Setelah berkas dokumen terkumpul, tahapan proses balik nama sebagai berikut:

  1. Datangi kantor SAMSAT terdekat di daerah mobil Anda terdaftar. 
  2. Kunjungi loket cek fisik. Setelah membayar biaya cek fisik kendaraan, petugas SAMSAT akan mengecek fisik mobil Anda termasuk bagian nomor rangka dan nomor mesinnya. 
  3. Setelah mendapatkan dokumen cek fisik, kunjungi loket pendaftaran balik nama, bayar biaya pendaftaran, dan isi formulir yang diberikan sesuai dengan informasi yang tertera di STNK mobil. 
  4. Berikan dokumen persyaratan yang Anda bawa serta formulir ke petugas SAMSAT untuk selanjutnya melakukan mutasi ke kantor SAMSAT tujuan sesuai dengan KTP. 

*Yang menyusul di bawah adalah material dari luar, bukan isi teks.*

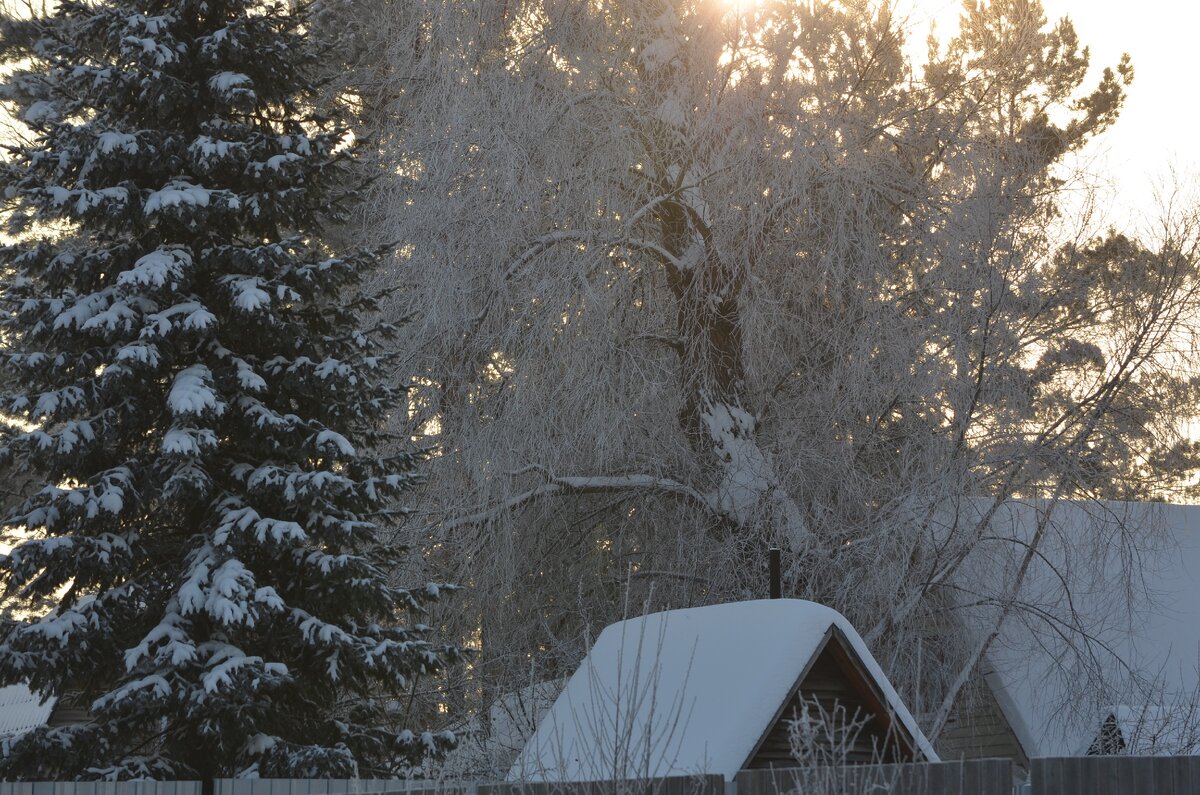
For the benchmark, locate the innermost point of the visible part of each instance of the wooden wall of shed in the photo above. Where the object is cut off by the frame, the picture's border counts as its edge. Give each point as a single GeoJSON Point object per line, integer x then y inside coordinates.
{"type": "Point", "coordinates": [978, 729]}
{"type": "Point", "coordinates": [827, 685]}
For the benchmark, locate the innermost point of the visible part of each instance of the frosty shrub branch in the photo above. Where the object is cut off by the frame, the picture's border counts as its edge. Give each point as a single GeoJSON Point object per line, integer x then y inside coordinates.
{"type": "Point", "coordinates": [690, 278]}
{"type": "Point", "coordinates": [197, 410]}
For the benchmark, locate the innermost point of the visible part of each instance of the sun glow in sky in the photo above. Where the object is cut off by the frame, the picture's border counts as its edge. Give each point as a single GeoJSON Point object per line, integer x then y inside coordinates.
{"type": "Point", "coordinates": [1151, 150]}
{"type": "Point", "coordinates": [1152, 147]}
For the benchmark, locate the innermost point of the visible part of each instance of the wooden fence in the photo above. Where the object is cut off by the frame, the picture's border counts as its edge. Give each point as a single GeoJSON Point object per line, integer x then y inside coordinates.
{"type": "Point", "coordinates": [988, 777]}
{"type": "Point", "coordinates": [1115, 776]}
{"type": "Point", "coordinates": [975, 777]}
{"type": "Point", "coordinates": [1069, 776]}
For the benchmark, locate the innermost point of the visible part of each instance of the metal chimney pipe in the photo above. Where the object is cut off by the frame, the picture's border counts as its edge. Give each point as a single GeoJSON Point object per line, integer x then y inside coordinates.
{"type": "Point", "coordinates": [777, 587]}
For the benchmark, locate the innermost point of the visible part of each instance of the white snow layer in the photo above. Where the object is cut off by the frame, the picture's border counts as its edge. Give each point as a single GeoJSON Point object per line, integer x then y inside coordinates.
{"type": "Point", "coordinates": [191, 392]}
{"type": "Point", "coordinates": [157, 269]}
{"type": "Point", "coordinates": [685, 692]}
{"type": "Point", "coordinates": [22, 710]}
{"type": "Point", "coordinates": [177, 193]}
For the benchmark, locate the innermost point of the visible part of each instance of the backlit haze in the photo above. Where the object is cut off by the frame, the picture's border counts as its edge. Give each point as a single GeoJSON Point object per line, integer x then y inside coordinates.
{"type": "Point", "coordinates": [1151, 149]}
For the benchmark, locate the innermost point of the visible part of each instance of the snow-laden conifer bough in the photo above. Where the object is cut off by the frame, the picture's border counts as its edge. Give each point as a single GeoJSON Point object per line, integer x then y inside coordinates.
{"type": "Point", "coordinates": [199, 535]}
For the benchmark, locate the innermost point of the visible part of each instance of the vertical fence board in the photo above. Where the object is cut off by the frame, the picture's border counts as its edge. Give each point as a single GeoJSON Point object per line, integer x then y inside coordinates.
{"type": "Point", "coordinates": [1181, 776]}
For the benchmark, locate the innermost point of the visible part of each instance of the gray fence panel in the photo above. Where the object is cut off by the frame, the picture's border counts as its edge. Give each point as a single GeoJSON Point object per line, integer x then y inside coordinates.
{"type": "Point", "coordinates": [1116, 776]}
{"type": "Point", "coordinates": [969, 777]}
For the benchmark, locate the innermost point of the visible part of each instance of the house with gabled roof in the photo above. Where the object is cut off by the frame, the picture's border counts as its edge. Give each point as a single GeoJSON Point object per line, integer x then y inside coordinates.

  5. Petugas akan memberikan arsip yang berisi dokumen lengkap mobil. 
  6. Selanjutnya, balik nama mobil diurus ke kantorSAMSAT tujuan Anda.

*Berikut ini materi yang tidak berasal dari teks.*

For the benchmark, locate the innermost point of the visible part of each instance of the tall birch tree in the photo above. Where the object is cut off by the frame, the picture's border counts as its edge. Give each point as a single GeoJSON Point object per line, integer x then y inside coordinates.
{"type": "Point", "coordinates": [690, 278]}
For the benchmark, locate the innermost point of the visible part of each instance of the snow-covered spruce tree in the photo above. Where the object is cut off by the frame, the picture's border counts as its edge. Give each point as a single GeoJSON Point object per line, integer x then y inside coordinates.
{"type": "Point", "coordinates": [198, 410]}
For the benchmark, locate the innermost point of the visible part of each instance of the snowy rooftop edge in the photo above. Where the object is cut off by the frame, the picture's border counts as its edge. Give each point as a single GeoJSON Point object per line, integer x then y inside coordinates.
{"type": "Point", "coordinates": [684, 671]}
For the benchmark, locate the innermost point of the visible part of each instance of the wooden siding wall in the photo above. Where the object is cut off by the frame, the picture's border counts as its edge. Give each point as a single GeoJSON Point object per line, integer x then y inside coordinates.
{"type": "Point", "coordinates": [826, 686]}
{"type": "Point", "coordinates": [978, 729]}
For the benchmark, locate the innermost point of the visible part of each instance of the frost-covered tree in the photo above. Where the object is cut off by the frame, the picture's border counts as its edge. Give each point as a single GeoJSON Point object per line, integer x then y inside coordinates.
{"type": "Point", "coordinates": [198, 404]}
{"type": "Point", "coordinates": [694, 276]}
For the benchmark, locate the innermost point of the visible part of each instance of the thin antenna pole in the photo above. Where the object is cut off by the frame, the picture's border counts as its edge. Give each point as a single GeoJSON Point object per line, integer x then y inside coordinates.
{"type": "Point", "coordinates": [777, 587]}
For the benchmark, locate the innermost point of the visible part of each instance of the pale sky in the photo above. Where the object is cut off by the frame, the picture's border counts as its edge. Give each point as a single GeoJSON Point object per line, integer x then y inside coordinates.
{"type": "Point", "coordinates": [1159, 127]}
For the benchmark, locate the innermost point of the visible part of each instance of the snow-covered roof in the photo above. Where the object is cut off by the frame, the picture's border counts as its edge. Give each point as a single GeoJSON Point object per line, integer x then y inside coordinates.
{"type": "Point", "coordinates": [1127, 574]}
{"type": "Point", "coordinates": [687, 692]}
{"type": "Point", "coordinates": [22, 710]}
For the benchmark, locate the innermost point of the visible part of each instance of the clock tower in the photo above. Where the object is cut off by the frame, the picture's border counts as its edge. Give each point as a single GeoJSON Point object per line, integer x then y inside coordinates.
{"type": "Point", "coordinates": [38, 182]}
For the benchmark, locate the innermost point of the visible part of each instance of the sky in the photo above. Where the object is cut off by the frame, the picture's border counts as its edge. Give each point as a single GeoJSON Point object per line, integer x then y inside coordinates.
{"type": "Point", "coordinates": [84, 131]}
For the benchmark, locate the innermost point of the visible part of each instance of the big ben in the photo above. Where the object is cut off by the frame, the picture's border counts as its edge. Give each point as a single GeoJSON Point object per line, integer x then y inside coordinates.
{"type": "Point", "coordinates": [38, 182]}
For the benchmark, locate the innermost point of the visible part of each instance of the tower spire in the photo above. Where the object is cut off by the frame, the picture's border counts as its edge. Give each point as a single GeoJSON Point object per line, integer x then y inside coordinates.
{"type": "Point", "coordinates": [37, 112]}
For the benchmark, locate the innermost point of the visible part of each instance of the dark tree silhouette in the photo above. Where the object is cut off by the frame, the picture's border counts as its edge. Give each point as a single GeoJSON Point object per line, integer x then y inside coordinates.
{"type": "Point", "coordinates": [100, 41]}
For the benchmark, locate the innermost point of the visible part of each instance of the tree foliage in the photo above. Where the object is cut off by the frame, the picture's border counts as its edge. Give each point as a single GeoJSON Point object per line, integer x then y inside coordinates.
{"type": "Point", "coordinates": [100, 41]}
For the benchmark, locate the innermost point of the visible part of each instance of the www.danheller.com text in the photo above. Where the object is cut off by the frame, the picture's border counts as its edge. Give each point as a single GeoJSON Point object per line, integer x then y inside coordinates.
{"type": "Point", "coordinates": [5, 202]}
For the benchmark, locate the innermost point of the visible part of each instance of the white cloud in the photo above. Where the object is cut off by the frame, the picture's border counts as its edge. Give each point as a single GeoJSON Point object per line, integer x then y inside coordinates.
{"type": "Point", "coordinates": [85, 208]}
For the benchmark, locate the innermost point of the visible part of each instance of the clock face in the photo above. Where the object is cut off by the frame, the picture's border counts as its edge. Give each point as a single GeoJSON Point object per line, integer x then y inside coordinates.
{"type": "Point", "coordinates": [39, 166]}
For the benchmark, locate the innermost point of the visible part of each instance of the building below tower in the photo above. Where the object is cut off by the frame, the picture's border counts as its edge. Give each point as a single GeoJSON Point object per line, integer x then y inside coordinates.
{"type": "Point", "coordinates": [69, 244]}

Setelah tahap tersebut, pemilik bisa datang ke kantor SAMSAT terdekat sesuai domisili KTP. Tahap kedua merupakan proses balik nama mobil sesuai dengan KTP:

  1. Datangi kantor SAMSAT terdekat tujuan 
  2. Melakukan cek fisik kendaraan, petugas SAMSAT akan mengecek fisik mobil Anda. Pada saat yang bersamaan, Anda diharuskan mengisi dokumen yang diberikan dari loket 1. 

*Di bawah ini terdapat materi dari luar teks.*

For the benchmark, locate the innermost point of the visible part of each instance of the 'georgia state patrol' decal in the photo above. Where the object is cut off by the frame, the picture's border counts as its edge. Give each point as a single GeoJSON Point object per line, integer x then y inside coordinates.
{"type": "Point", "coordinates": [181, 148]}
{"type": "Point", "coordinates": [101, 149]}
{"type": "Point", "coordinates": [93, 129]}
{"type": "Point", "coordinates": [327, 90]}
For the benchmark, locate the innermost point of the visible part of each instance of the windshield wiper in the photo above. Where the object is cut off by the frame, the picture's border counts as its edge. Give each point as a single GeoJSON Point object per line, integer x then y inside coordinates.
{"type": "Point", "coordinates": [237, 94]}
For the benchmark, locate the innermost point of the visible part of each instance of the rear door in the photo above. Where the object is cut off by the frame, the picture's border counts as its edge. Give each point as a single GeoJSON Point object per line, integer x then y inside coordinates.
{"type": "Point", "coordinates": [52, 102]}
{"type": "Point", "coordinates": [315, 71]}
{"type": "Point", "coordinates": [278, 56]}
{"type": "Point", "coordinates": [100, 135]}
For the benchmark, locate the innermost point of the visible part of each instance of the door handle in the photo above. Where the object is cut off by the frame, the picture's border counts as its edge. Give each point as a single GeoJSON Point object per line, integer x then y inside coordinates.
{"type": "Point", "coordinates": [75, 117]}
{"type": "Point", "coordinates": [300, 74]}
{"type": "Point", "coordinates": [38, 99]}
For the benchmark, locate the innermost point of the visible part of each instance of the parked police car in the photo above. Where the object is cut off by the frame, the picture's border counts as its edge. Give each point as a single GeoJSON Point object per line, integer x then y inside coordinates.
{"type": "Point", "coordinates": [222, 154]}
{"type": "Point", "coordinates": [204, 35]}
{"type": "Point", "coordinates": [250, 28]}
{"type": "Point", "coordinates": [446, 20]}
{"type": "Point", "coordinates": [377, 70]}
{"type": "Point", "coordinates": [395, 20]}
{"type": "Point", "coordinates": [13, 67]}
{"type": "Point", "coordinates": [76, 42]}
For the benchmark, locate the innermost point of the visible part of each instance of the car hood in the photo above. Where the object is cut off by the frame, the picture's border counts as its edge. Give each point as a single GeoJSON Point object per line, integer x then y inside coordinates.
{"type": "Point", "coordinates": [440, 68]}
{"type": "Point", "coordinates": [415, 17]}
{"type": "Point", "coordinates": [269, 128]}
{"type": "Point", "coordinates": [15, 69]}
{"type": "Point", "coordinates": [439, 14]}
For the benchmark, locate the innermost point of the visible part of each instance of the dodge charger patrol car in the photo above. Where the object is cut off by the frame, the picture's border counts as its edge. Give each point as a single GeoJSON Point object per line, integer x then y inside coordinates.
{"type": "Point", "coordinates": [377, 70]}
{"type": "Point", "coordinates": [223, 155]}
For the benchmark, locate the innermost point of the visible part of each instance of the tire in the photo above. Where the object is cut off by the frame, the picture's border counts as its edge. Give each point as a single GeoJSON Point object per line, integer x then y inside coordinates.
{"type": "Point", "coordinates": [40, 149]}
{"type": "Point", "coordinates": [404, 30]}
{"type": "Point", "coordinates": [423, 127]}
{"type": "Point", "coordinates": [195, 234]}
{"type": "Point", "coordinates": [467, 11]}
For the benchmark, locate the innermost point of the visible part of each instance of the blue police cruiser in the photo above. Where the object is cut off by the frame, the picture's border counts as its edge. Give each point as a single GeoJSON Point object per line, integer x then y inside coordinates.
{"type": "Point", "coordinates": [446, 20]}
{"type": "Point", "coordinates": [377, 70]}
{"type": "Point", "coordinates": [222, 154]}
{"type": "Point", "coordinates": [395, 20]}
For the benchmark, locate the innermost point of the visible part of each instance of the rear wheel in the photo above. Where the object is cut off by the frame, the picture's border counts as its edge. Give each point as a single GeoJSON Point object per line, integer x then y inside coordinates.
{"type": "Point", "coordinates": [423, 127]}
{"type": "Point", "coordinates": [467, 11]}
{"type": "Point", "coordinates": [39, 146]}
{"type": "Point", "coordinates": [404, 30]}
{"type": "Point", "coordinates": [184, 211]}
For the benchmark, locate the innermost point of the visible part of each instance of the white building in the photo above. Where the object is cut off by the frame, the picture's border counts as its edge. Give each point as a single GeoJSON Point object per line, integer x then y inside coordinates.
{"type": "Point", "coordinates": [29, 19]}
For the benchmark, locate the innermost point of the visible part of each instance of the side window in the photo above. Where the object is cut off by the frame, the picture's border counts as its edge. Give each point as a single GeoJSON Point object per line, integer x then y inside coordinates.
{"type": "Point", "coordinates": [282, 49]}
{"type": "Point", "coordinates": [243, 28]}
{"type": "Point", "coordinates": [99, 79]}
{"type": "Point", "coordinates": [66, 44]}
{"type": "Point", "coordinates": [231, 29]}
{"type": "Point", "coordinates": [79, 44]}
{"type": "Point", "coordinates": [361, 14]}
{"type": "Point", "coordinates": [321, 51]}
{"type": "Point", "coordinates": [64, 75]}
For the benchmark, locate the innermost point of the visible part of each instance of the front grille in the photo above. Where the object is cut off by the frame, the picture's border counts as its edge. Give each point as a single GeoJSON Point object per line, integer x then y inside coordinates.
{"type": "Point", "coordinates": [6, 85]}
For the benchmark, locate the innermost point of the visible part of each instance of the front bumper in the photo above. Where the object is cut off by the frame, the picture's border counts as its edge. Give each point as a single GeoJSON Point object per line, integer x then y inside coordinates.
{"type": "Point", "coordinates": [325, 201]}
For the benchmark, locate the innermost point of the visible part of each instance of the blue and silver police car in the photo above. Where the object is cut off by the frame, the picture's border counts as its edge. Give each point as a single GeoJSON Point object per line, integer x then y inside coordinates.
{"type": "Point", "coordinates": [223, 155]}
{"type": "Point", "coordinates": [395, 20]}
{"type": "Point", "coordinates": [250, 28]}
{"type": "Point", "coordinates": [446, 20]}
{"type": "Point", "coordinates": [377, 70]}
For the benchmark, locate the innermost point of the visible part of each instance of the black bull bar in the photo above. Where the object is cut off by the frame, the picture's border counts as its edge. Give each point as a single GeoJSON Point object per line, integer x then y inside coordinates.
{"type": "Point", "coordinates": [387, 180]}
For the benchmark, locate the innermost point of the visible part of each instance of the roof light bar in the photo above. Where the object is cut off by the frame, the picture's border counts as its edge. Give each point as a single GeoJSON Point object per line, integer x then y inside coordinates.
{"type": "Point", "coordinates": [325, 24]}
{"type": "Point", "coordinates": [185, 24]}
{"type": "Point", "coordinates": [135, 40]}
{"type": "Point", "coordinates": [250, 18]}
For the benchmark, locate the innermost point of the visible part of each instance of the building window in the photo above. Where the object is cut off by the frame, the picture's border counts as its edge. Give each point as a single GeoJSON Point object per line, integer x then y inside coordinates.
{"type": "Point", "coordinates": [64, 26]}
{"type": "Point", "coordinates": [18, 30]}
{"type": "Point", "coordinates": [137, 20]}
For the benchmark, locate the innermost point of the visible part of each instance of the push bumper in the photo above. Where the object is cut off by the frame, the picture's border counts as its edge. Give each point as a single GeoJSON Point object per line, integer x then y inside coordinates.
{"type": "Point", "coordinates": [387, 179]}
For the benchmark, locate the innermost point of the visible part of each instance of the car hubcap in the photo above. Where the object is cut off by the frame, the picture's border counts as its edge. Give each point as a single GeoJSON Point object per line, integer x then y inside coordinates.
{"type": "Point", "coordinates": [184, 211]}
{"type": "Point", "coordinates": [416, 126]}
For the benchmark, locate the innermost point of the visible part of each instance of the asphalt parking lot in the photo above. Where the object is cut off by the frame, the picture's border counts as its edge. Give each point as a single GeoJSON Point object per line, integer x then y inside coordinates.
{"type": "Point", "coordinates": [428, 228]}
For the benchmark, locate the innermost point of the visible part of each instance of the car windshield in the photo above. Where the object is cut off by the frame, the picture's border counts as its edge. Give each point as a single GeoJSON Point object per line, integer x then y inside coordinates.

  3. Kumpulkan semua dokumen yang diperlukan dan serahkan ke petugas SAMSAT. Lalu, lanjutkan ke loket mutasi BPKB. 
  4. Mengisi formulir yang diberikan dan sertakan fotokopi KTP dan lunasi biaya mutasi balik nama mobil. 
  5. Serahkan dokumen formulir yang telah diisi dan bukti pembelian mobil Anda ke loket BPKB online. Anda akan mendapatkan tagihan BPKB online yang harus dilunasi. 
  6. Simpanlah bukti pembayaran BPKB online dan jangan sampai hilang. 
  7. Lanjutkan ke loket pembayaran untuk membayar biaya STNK dan simpanlah bukti pembayarannya. 
  8. Kembali ke loket BPKB online untuk menyerahkan fotokopi STNK dan fotokopi pembayaran pajak STNK. 
  9. Setelah itu, serahkan fotokopi STNK dan pembayaran pajak STNK ke loket Pelat Nomor. Anda akan diberikan pelat nomor baru. 
  10. Anda akan menerima STNK dan BPKB sesuai dengan data pemilik kendaraan bermotor yang baru.